Hans Verhoef


Hans Verhoef

Post Doc
Room E1253
Tel.: +31 (0) 317-482729/483922

E-mail: Hans Verhoef



I trained as a clinical epidemiologist, nutritionist and entomologist, and have a research interest in micronutrient malnutrition and infectious diseases. I also have an appointment as Senior Lecturer at the London School of Hygiene and Tropical Medicine, UK. Research on malaria has been a thread throughout my scientific career. I am particularly focused on the implementation of innovative, applied research that drives health policies and programmes in developing countries.

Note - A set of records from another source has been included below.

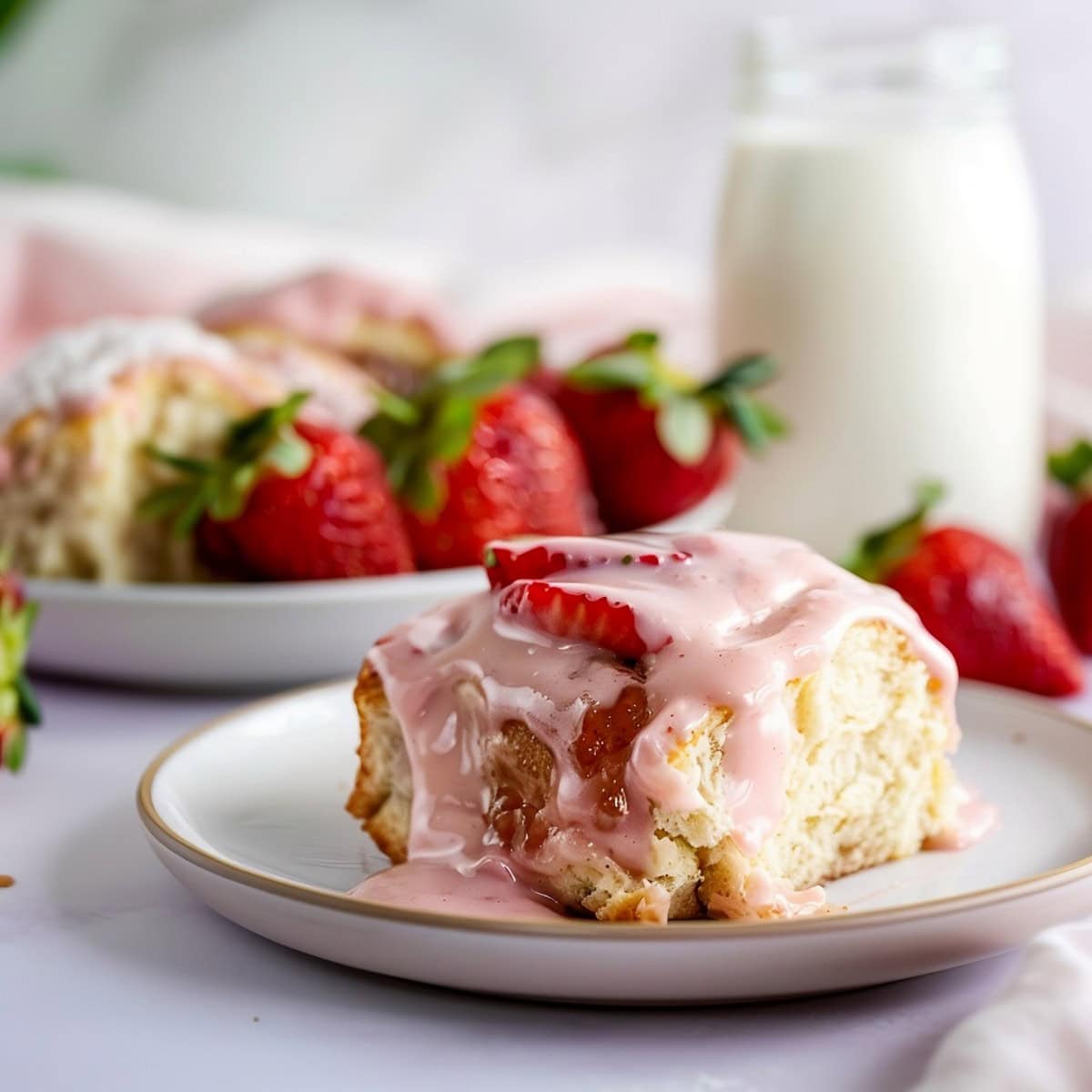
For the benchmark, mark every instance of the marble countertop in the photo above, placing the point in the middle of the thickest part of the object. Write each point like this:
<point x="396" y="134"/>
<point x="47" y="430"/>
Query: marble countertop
<point x="114" y="976"/>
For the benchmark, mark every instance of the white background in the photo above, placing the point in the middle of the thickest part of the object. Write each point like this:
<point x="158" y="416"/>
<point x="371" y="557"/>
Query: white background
<point x="502" y="132"/>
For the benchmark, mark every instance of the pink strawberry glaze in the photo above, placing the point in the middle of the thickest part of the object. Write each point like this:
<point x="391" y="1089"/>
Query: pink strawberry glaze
<point x="326" y="306"/>
<point x="742" y="617"/>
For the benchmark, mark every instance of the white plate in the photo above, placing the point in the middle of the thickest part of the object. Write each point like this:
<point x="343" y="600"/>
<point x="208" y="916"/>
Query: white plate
<point x="247" y="636"/>
<point x="248" y="814"/>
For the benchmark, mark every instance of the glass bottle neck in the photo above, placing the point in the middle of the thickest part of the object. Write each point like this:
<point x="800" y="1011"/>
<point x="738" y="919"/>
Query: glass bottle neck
<point x="798" y="71"/>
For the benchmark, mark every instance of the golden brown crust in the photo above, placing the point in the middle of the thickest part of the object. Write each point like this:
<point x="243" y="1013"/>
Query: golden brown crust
<point x="380" y="798"/>
<point x="867" y="784"/>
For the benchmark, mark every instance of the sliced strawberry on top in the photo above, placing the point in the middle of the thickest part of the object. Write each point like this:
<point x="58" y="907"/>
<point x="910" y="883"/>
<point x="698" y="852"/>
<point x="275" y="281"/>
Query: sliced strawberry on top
<point x="976" y="598"/>
<point x="578" y="615"/>
<point x="533" y="560"/>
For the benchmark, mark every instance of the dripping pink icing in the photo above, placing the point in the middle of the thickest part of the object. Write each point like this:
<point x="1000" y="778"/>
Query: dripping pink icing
<point x="976" y="818"/>
<point x="490" y="891"/>
<point x="326" y="306"/>
<point x="742" y="616"/>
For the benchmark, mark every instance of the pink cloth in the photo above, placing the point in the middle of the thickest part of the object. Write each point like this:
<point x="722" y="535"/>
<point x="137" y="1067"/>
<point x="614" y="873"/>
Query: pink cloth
<point x="71" y="254"/>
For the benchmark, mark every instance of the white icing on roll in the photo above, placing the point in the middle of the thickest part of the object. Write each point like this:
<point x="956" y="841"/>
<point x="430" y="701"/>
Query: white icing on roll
<point x="76" y="366"/>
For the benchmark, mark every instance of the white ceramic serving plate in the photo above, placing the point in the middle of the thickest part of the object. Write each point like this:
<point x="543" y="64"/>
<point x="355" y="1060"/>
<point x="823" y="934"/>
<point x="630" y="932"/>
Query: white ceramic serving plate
<point x="247" y="636"/>
<point x="247" y="813"/>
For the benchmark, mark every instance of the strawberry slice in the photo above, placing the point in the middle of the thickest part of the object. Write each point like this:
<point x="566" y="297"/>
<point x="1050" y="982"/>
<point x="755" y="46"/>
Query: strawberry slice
<point x="529" y="560"/>
<point x="578" y="615"/>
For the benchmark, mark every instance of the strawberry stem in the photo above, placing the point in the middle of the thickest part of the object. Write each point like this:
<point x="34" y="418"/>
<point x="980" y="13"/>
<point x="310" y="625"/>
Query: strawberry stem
<point x="266" y="441"/>
<point x="1073" y="468"/>
<point x="419" y="437"/>
<point x="681" y="402"/>
<point x="19" y="704"/>
<point x="878" y="551"/>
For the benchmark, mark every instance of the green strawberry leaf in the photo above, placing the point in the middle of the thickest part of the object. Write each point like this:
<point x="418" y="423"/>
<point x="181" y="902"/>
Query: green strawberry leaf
<point x="14" y="746"/>
<point x="194" y="468"/>
<point x="266" y="441"/>
<point x="745" y="374"/>
<point x="449" y="431"/>
<point x="162" y="502"/>
<point x="394" y="408"/>
<point x="642" y="341"/>
<point x="495" y="367"/>
<point x="288" y="454"/>
<point x="614" y="371"/>
<point x="1073" y="468"/>
<point x="420" y="436"/>
<point x="756" y="421"/>
<point x="30" y="709"/>
<point x="685" y="430"/>
<point x="878" y="551"/>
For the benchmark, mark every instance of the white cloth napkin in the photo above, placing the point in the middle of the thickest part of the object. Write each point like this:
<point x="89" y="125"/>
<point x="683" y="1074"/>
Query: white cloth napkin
<point x="1036" y="1036"/>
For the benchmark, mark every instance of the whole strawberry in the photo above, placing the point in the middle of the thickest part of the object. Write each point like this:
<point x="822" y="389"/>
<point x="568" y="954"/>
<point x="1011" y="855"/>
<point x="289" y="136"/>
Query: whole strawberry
<point x="1069" y="551"/>
<point x="480" y="454"/>
<point x="655" y="441"/>
<point x="287" y="500"/>
<point x="19" y="708"/>
<point x="976" y="598"/>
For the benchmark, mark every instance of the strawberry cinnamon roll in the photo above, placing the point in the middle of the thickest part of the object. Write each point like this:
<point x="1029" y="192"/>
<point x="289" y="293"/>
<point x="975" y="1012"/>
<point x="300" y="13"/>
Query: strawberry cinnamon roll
<point x="319" y="321"/>
<point x="76" y="416"/>
<point x="653" y="727"/>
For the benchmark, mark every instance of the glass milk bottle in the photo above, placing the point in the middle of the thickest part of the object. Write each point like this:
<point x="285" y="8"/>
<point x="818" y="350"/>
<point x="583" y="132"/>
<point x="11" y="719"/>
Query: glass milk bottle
<point x="879" y="238"/>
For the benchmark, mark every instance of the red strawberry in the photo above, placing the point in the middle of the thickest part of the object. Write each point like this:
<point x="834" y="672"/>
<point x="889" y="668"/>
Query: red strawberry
<point x="976" y="598"/>
<point x="288" y="500"/>
<point x="19" y="707"/>
<point x="508" y="561"/>
<point x="1070" y="541"/>
<point x="476" y="456"/>
<point x="577" y="615"/>
<point x="655" y="442"/>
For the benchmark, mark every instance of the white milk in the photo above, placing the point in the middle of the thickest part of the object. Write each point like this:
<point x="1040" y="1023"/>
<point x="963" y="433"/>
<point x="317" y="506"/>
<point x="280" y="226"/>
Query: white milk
<point x="890" y="263"/>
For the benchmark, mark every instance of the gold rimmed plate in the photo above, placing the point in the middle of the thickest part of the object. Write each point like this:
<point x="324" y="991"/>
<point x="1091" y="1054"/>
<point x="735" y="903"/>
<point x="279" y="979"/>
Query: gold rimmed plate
<point x="247" y="813"/>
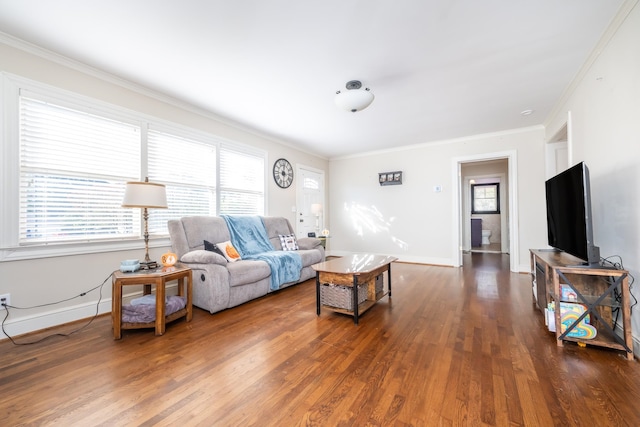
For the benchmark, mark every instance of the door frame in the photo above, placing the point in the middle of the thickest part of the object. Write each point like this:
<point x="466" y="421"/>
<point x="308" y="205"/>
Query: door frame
<point x="511" y="156"/>
<point x="300" y="199"/>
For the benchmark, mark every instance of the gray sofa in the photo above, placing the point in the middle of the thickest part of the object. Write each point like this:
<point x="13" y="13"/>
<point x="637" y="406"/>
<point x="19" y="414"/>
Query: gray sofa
<point x="218" y="284"/>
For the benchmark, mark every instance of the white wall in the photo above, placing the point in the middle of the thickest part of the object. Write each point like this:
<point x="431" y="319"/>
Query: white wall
<point x="413" y="222"/>
<point x="605" y="118"/>
<point x="41" y="281"/>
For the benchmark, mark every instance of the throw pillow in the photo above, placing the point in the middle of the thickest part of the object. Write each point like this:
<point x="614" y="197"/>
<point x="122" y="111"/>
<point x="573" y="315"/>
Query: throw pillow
<point x="288" y="242"/>
<point x="230" y="253"/>
<point x="211" y="247"/>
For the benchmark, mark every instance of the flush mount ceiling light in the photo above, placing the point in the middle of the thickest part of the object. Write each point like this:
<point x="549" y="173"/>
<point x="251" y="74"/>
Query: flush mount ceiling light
<point x="354" y="98"/>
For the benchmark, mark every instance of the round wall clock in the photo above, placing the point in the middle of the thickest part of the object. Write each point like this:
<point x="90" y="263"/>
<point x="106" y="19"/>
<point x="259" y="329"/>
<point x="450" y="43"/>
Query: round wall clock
<point x="283" y="173"/>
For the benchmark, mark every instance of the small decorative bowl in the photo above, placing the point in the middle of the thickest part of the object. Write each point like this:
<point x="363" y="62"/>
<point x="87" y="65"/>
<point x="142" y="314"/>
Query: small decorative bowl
<point x="169" y="259"/>
<point x="129" y="265"/>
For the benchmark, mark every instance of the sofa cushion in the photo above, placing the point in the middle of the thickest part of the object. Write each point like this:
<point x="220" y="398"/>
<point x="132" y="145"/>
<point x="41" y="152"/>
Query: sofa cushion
<point x="200" y="228"/>
<point x="211" y="247"/>
<point x="310" y="256"/>
<point x="201" y="256"/>
<point x="276" y="226"/>
<point x="247" y="271"/>
<point x="229" y="252"/>
<point x="288" y="242"/>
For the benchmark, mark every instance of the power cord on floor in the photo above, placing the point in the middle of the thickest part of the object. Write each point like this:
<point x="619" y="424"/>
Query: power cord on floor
<point x="607" y="262"/>
<point x="7" y="307"/>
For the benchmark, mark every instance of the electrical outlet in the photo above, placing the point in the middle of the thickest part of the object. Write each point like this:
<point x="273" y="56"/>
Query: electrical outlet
<point x="5" y="299"/>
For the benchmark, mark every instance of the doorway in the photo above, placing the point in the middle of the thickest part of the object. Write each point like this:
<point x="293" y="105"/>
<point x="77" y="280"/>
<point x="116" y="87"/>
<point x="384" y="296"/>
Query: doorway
<point x="310" y="201"/>
<point x="512" y="207"/>
<point x="491" y="174"/>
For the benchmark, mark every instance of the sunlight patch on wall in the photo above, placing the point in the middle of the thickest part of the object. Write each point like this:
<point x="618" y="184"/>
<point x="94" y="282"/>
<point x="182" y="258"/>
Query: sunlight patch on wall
<point x="370" y="220"/>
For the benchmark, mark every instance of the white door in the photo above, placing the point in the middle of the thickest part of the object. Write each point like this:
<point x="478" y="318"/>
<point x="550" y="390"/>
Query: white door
<point x="310" y="201"/>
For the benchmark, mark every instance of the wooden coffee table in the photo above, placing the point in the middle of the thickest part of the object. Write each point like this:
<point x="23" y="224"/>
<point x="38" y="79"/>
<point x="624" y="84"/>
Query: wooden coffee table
<point x="351" y="271"/>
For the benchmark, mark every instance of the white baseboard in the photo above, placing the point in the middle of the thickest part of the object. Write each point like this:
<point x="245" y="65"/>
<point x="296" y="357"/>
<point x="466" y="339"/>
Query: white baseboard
<point x="15" y="326"/>
<point x="403" y="258"/>
<point x="31" y="323"/>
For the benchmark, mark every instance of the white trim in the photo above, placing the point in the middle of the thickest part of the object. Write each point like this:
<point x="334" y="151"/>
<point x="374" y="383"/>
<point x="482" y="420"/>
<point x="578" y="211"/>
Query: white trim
<point x="456" y="183"/>
<point x="56" y="317"/>
<point x="444" y="142"/>
<point x="36" y="322"/>
<point x="134" y="87"/>
<point x="446" y="262"/>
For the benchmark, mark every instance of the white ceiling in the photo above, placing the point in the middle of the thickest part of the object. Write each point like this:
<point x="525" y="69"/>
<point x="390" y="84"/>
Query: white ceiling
<point x="439" y="69"/>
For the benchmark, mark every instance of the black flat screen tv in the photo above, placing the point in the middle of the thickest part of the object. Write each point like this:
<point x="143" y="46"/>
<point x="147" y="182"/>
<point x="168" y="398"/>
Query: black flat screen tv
<point x="569" y="221"/>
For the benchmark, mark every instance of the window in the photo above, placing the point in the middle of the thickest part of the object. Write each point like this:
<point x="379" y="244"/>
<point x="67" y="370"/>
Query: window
<point x="66" y="160"/>
<point x="241" y="182"/>
<point x="73" y="167"/>
<point x="485" y="198"/>
<point x="187" y="166"/>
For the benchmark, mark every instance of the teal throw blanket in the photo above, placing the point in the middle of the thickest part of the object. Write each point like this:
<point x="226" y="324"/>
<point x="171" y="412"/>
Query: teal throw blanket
<point x="249" y="237"/>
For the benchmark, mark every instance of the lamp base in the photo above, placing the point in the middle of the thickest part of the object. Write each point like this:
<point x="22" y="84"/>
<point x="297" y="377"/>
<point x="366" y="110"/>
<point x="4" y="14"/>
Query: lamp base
<point x="148" y="265"/>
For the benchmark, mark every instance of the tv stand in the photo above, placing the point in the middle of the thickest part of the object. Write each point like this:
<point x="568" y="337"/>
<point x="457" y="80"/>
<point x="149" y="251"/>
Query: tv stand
<point x="594" y="286"/>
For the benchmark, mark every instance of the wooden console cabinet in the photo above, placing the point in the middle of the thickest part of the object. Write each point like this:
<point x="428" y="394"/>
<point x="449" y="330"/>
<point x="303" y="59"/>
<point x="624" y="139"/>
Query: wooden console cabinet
<point x="602" y="290"/>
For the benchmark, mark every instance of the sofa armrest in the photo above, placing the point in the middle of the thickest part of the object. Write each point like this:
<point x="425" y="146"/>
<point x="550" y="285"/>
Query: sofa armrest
<point x="309" y="242"/>
<point x="203" y="257"/>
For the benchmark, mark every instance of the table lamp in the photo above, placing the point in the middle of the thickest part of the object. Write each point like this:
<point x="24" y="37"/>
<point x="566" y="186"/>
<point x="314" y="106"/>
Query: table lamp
<point x="145" y="195"/>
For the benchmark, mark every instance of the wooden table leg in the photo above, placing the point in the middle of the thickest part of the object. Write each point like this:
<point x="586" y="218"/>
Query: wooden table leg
<point x="355" y="299"/>
<point x="160" y="302"/>
<point x="318" y="293"/>
<point x="189" y="297"/>
<point x="116" y="308"/>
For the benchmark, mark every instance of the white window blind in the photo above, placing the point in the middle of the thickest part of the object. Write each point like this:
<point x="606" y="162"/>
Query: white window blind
<point x="73" y="168"/>
<point x="241" y="182"/>
<point x="188" y="168"/>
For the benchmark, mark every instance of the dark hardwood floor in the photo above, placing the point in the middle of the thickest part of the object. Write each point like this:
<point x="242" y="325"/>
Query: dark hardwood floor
<point x="453" y="347"/>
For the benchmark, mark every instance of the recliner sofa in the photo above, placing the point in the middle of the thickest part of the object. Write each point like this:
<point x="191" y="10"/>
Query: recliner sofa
<point x="219" y="284"/>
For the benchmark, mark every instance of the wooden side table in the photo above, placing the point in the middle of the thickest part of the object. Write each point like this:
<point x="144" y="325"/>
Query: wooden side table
<point x="159" y="278"/>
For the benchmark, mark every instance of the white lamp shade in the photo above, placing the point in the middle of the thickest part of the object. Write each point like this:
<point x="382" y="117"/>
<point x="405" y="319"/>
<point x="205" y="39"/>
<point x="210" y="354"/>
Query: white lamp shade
<point x="354" y="100"/>
<point x="144" y="195"/>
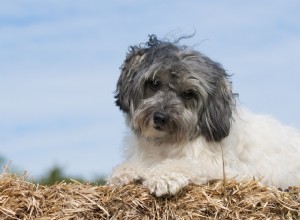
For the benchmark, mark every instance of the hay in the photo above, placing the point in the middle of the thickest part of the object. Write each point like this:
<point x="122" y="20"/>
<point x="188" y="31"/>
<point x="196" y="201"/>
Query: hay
<point x="20" y="199"/>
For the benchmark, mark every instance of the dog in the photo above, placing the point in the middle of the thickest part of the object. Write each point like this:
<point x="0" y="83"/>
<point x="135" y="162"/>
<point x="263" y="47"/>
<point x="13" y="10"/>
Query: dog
<point x="186" y="125"/>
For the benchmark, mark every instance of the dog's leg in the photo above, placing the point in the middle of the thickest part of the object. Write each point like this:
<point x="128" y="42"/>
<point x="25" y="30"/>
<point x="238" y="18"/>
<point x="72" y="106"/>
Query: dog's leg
<point x="125" y="173"/>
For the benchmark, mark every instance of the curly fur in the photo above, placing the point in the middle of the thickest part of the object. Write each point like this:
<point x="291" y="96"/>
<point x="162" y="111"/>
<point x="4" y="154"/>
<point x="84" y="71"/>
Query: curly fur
<point x="182" y="111"/>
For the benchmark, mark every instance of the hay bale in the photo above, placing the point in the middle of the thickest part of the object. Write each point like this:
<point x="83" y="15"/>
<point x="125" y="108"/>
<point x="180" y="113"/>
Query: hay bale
<point x="20" y="199"/>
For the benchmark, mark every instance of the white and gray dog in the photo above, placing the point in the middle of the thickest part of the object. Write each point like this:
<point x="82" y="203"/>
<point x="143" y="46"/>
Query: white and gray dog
<point x="184" y="119"/>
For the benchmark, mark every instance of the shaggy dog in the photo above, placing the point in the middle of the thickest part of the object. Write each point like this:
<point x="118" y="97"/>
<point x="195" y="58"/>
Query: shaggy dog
<point x="186" y="126"/>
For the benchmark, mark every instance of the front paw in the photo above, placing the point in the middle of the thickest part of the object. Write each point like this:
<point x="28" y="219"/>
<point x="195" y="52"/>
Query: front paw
<point x="123" y="175"/>
<point x="164" y="184"/>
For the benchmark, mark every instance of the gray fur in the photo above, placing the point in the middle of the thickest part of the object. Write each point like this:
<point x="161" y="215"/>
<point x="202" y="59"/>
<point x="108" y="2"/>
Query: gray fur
<point x="181" y="82"/>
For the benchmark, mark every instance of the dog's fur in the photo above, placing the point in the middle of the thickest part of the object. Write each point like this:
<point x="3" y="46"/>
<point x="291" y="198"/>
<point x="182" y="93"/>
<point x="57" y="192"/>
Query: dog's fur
<point x="183" y="114"/>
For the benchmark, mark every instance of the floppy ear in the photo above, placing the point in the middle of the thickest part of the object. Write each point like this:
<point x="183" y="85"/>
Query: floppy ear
<point x="215" y="118"/>
<point x="126" y="91"/>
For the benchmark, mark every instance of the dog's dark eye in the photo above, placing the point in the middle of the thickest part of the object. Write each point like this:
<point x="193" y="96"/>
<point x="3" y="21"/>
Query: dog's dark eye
<point x="188" y="94"/>
<point x="154" y="84"/>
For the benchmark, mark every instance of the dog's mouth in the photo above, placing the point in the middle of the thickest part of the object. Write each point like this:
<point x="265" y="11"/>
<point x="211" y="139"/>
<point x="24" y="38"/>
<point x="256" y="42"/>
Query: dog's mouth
<point x="158" y="127"/>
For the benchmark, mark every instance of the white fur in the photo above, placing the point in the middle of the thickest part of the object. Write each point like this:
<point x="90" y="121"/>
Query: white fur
<point x="258" y="146"/>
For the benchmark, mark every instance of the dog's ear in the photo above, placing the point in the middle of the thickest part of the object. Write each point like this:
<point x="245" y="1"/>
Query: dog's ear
<point x="215" y="118"/>
<point x="126" y="92"/>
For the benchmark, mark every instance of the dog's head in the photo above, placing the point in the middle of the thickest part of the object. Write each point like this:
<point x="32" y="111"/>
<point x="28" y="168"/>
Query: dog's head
<point x="172" y="93"/>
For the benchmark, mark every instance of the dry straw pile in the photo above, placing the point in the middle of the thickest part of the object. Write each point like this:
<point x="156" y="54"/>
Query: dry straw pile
<point x="20" y="199"/>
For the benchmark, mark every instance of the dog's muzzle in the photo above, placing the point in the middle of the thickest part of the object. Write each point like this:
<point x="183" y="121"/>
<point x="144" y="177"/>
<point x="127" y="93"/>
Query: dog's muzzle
<point x="160" y="119"/>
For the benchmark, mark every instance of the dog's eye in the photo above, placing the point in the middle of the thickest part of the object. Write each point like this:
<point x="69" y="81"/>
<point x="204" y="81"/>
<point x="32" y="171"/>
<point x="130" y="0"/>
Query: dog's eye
<point x="188" y="94"/>
<point x="154" y="84"/>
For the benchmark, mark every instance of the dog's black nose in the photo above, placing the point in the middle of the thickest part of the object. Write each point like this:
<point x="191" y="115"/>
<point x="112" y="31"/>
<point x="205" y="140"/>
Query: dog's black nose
<point x="160" y="118"/>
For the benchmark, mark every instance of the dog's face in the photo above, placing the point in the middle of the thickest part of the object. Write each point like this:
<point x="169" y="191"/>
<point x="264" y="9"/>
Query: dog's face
<point x="173" y="94"/>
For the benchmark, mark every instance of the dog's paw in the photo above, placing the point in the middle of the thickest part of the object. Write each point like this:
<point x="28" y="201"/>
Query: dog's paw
<point x="164" y="184"/>
<point x="123" y="176"/>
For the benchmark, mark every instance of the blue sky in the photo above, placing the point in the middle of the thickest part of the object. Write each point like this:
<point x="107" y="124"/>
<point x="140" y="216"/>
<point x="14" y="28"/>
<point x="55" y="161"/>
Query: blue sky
<point x="59" y="63"/>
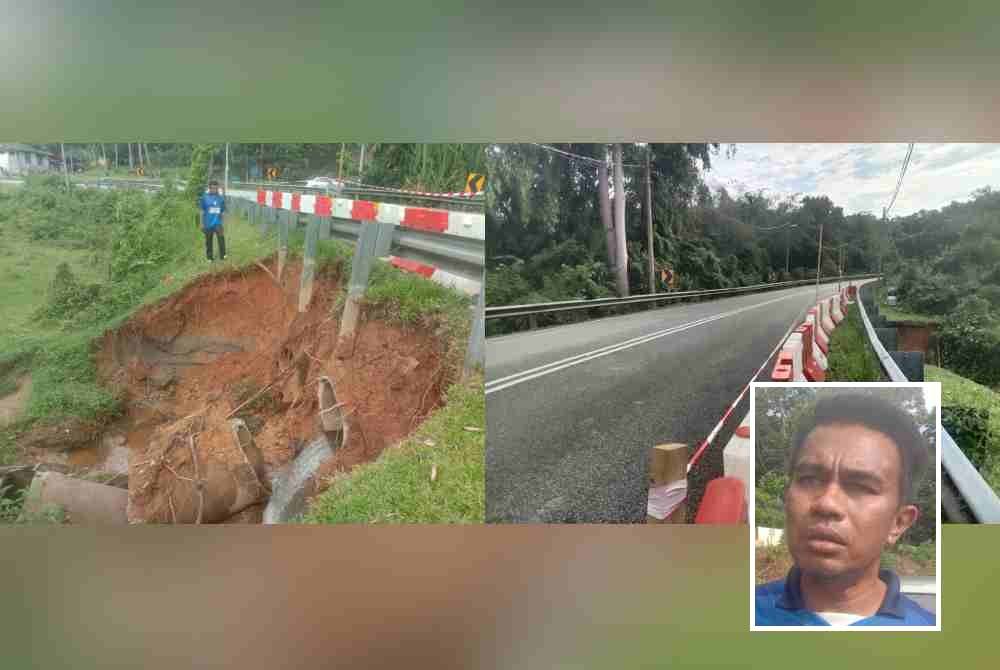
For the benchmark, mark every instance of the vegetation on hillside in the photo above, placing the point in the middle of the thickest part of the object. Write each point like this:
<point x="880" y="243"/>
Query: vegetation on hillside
<point x="946" y="264"/>
<point x="546" y="237"/>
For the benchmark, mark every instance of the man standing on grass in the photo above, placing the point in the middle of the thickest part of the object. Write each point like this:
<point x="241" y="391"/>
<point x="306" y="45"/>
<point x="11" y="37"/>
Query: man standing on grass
<point x="212" y="207"/>
<point x="854" y="469"/>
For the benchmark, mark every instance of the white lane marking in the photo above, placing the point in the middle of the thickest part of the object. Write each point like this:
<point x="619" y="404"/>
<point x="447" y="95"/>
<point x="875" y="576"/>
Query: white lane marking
<point x="555" y="366"/>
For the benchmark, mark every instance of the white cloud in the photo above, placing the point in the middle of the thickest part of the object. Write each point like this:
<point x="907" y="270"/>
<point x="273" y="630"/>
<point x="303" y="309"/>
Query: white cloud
<point x="861" y="177"/>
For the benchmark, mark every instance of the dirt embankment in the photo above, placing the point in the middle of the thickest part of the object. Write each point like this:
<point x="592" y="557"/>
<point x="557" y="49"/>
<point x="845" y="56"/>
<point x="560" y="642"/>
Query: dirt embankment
<point x="234" y="345"/>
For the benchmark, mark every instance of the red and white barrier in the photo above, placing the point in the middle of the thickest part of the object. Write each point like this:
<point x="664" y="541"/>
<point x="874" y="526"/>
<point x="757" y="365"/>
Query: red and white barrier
<point x="736" y="456"/>
<point x="819" y="335"/>
<point x="825" y="320"/>
<point x="836" y="313"/>
<point x="811" y="366"/>
<point x="462" y="224"/>
<point x="788" y="367"/>
<point x="437" y="274"/>
<point x="724" y="502"/>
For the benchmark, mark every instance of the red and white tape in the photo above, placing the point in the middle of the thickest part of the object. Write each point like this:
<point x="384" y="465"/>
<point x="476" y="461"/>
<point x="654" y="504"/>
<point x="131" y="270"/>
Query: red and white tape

Based on a trial in rural Tanzania, my colleagues and I have recently shown that, contrary to expectations, zinc supplementation cannot play an important role in the control of malaria in African children. In this study, however, we found no support for the current recommendation by the World Health Organization (WHO) that iron supplementation is safe in children with iron deficiency: by contrast, our data suggested that particularly in these children, multi-nutrients including iron increased the frequency of malarial episodes by 40%.

In a trial among Kenyan school children, we have shown that daily consumption for 5 months of flour fortified with a new form of iron (i.e. ‘jacketed ’ as NaFeEDTA) reduced the prevalence of iron deficiency anaemia by 90%. Iron in the form that is widely used for fortification (‘elemental iron’) in many countries was ineffective. This study has contributed to the current WHO recommendation that flour should preferably be fortified with iron as NaFeEDTA; many African countries are now in the process of enacting legislation for mandatory fortification with this compound of industrially produced flour. Thus fortification with iron is rapidly becoming the only sustainable intervention that is being applied on a large scale to control iron deficiency anaemia in Africa.

In an earlier study, we reported on the effects of intermittent administration of anti-malarial drugs at therapeutic doses to control anaemia in young children. This idea has been further developed by a research consortium led by WHO, and forms the basis for a new, recently announced WHO strategy to control malaria in African children.

Before my scientific career, I was employed by WHO as a medical entomologist in the Solomon Islands to assist in the nation-wide control of malaria, and at its headquarters in Geneva, Switzerland, to develop research projects and policies on the links between agriculture, water use and vector-borne diseases, particulary in West Africa.

Current research interests

I am currently supporting two PhD fellows who are doing their research in rural Kenya. Martin Mwangi is conducting a randomised controlled trial in western Kenya to assess the effect of antenatal iron supplementation on Plasmodium infection in women at parturition. Most developing countries have national policies for antenatal iron supplementation; yet, there are many concerns about its safety in malaria-endemic areas. To prevent severe anaemia, all women in this study will receive iron fortificants in flour. We also use this trial as an opportunity to assess the feasibility of flour fortification in small-scale mills that serve rural communities.

Elise Talsma will be conducting a trial to assess the effect on vitamin A status of consuming provitamin A-rich cassava. This study is conducted in a dry area in eastern Kenya that is prone to food shortages. Enhancing the regular vitamin A supply through food-and agriculture-based approaches has the potential to reduce child mortality by 25%-50%. Conventional cassava varieties are white, and do not contain provitamin A. We collaborate with cassava breeders who have supplied us with selected varieties with a yellow colour that is due to high concentrations of provitamin A. Although there are questions about the bioavailability of provitamin A from various plant sources, we are hopeful that our work will lead to widespread distribution of genetically improved cassava varieties that farmers can grow indefinitely, without financial inputs, as a source of vitamin A.

Lastly, I am working with MSc students on innovative methods using flow cytometry to assess iron status in individuals with Plasmodium infection. This would be particularly useful because there is at present no diagnostic test available for this purpose.